Fear of 'the rod for your own back' is often the very thing that creates The Rod.

TheHubblesWindscreenWipers Tue 30-Aug-16 18:30:54

What gets him there? Good question.

Feeding, which sends him into a state of relaxation I've not been able to get close to with anything else (I wish he'd take a dummy) or yes, just crashing. Only feeding stops him moving ( he is seriously hyperactive) and puts him in that chilled state.

He pings awake about twenty minutes after though :/

I know you're not meaning to be harsh. I was probably a bit flippant. It's that or a full breakdown if I'm honest. Things are pretty bad.

FATEdestiny Tue 30-Aug-16 18:52:12

I can tell you're just thoroughly exhausted Hubble.

So, if feeding doesn't get him to the point of staying asleep - what happens? Does he just scream and scream until he eventually gives up and passes out? In your arms? What happens?

Or on the times he does stay asleep is it always feeding? (Which incidentally isn't a problem, I am just trying to understand)

TheHubblesWindscreenWipers Tue 30-Aug-16 19:07:35

Well he never stays asleep. And he's only ever fallen asleep in my arms once.

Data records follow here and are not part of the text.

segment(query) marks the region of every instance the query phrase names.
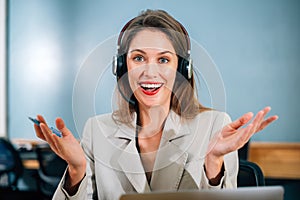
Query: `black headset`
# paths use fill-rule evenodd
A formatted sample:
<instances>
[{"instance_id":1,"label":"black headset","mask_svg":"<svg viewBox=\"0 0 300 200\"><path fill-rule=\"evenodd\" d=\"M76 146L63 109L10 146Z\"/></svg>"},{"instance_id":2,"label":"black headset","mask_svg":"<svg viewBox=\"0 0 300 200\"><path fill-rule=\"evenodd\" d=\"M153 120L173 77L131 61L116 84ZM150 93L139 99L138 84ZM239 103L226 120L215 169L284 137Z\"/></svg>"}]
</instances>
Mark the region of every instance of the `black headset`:
<instances>
[{"instance_id":1,"label":"black headset","mask_svg":"<svg viewBox=\"0 0 300 200\"><path fill-rule=\"evenodd\" d=\"M131 24L131 22L134 19L135 18L131 19L129 22L127 22L125 24L125 26L122 28L122 30L119 34L119 37L118 37L118 46L117 46L118 54L113 57L113 62L112 62L112 71L113 71L113 74L117 77L117 80L119 80L127 72L127 63L126 63L126 56L127 55L126 54L120 54L119 48L121 46L121 40L122 40L124 32L126 31L128 26ZM192 76L193 76L193 63L192 63L192 59L190 57L191 43L190 43L190 38L189 38L189 35L188 35L186 29L183 27L182 24L179 23L179 25L180 25L183 33L185 34L185 36L187 38L187 45L188 45L187 55L188 55L188 59L183 58L181 56L178 56L177 71L179 73L181 73L182 76L185 77L188 81L190 81L192 79Z\"/></svg>"}]
</instances>

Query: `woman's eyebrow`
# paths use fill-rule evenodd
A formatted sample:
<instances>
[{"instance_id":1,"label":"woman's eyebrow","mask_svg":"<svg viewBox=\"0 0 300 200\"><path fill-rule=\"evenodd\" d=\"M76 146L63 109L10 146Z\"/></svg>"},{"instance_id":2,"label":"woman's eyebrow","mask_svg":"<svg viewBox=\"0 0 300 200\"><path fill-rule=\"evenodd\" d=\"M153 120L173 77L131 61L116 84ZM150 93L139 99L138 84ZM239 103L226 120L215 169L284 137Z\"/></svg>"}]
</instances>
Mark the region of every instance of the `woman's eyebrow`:
<instances>
[{"instance_id":1,"label":"woman's eyebrow","mask_svg":"<svg viewBox=\"0 0 300 200\"><path fill-rule=\"evenodd\" d=\"M162 52L159 52L158 54L166 54L166 53L170 53L170 54L175 54L174 52L172 51L162 51Z\"/></svg>"},{"instance_id":2,"label":"woman's eyebrow","mask_svg":"<svg viewBox=\"0 0 300 200\"><path fill-rule=\"evenodd\" d=\"M141 50L141 49L133 49L133 50L131 50L129 53L132 53L132 52L135 52L135 51L138 51L138 52L140 52L140 53L146 54L146 52L143 51L143 50Z\"/></svg>"},{"instance_id":3,"label":"woman's eyebrow","mask_svg":"<svg viewBox=\"0 0 300 200\"><path fill-rule=\"evenodd\" d=\"M143 50L141 50L141 49L133 49L133 50L131 50L129 53L132 53L132 52L135 52L135 51L138 51L138 52L140 52L140 53L146 54L146 52L143 51ZM162 55L162 54L167 54L167 53L169 53L169 54L175 54L174 52L168 51L168 50L159 52L158 54L159 54L159 55Z\"/></svg>"}]
</instances>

On a normal night we cuddle up, milk, he relaxes and drifts off. I'd like to put him down sleepy but awake like I used to but right now that doesn't work, so he gets transferred to the cot asleep. He usually wakes a bit, then just grumbles and drops off.
The problem is staying asleep. I don't think it's 'unable to get into the next sleep cycle' as I've seen him do this. He wakes on a bad night after about twenty mins, very upset, from sleep to screaming with no in between. I can restyle him by putting him on my shoulder and rocking about half the time. He never calms himself down if left. We don't run to him every time he grumbles - there's grumbly sort of awakening and real defcon 1 screaming. The latter gets attended ASAP of course.
If feeding doesn't work ( like today) he just doesn't sleep. Even as a newborn he could go several hours awake. I didn't even think that was possible. He will eventually crash out if put in the pram ( never in the cot) but then will wake after ten mins and not go back down.

To me, I think there is something physical going on. We've read so much about sleep, cycles, object permanence etc... We understand the theory but the reality is that something is waking him up. It's not sound - we have a video monitor and there's no sound coming through on that. Something painful is waking him, in my opinion.

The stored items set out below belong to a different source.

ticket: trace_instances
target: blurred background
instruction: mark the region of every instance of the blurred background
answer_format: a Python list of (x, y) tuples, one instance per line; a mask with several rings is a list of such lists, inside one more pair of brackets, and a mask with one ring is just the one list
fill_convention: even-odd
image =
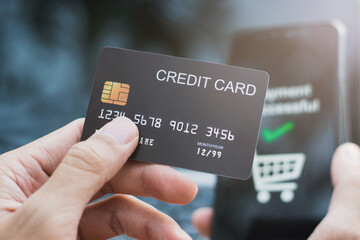
[[(338, 18), (348, 27), (348, 94), (358, 141), (357, 1), (339, 0), (2, 0), (0, 3), (0, 153), (84, 117), (100, 49), (129, 48), (226, 63), (242, 29)], [(274, 12), (276, 11), (276, 12)], [(356, 16), (354, 16), (356, 15)], [(216, 177), (184, 171), (199, 184), (187, 206), (144, 199), (194, 238), (191, 212), (213, 203)], [(127, 239), (119, 237), (118, 239)]]

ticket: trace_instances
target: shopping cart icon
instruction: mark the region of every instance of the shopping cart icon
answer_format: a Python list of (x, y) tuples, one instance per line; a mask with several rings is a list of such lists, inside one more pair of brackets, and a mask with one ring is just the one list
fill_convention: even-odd
[(260, 203), (270, 201), (271, 192), (280, 192), (283, 202), (291, 202), (297, 183), (305, 163), (305, 154), (287, 153), (271, 155), (255, 155), (253, 165), (253, 181)]

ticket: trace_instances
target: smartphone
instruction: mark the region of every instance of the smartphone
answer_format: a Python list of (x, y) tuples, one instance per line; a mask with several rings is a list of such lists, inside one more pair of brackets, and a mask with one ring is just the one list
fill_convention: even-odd
[(325, 216), (330, 165), (348, 140), (339, 21), (242, 31), (229, 64), (270, 75), (252, 177), (218, 177), (212, 239), (307, 239)]

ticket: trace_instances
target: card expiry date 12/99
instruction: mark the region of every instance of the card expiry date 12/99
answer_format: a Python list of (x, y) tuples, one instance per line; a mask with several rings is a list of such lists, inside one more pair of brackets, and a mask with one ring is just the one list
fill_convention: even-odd
[(132, 159), (246, 179), (268, 82), (264, 71), (106, 47), (82, 140), (126, 116), (140, 133)]

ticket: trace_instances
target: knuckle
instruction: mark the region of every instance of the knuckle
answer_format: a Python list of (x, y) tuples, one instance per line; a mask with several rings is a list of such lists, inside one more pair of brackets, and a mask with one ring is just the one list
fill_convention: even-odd
[(88, 172), (102, 172), (108, 168), (108, 161), (90, 144), (81, 142), (75, 144), (68, 152), (71, 165)]
[(110, 229), (115, 235), (122, 235), (124, 234), (124, 229), (121, 224), (119, 217), (115, 211), (111, 212), (110, 214), (110, 222), (109, 222)]
[(126, 200), (127, 198), (120, 194), (115, 194), (107, 200), (108, 206), (112, 206), (108, 225), (110, 226), (111, 231), (115, 233), (115, 235), (126, 234), (126, 229), (124, 229), (118, 216), (118, 210), (121, 209)]

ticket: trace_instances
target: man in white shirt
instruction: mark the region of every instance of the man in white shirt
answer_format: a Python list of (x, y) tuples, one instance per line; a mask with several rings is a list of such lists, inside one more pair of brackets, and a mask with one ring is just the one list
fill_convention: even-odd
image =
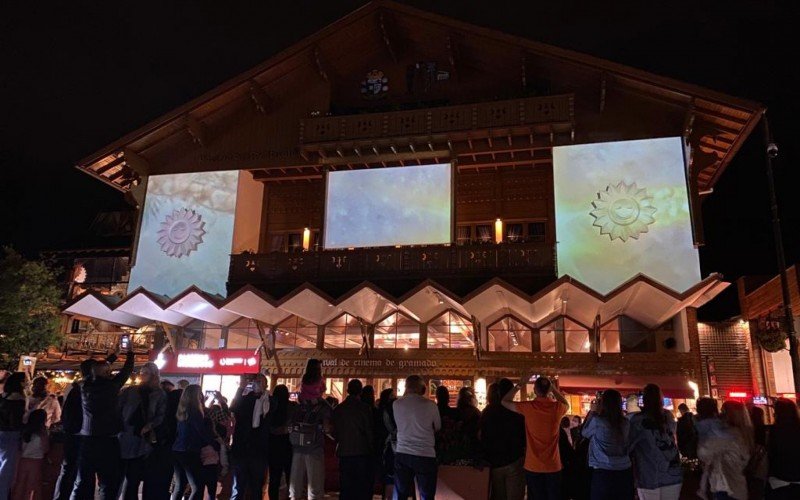
[(417, 480), (421, 500), (436, 496), (436, 431), (442, 427), (436, 403), (425, 398), (425, 382), (419, 375), (406, 379), (406, 392), (393, 404), (397, 422), (394, 458), (397, 498), (413, 495)]

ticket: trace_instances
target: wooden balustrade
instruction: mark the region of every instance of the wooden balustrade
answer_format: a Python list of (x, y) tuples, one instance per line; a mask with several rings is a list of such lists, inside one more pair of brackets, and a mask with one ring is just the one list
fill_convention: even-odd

I think our baby clinic thinks I'm nuts but I am genuinely convinced there is a physical reason at the heart of this, and then of course all the behavioural stuff on top as we try to cope.

We've really pushed to see the specialist and it's been a long wait. Hopefully she will have some answers for us :/

FATEdestiny Tue 30-Aug-16 19:17:02

What happens if you feed lying down?

TheHubblesWindscreenWipers Tue 30-Aug-16 19:21:38

Oh we do.... We cuddle up and feed lying down. He won't stay latched if he's upright or in my arms ( too much to nosey at!)

I think he might have reflux. Or maybe something stomach related... We've tried raising the head of the bed etc, but saw no difference.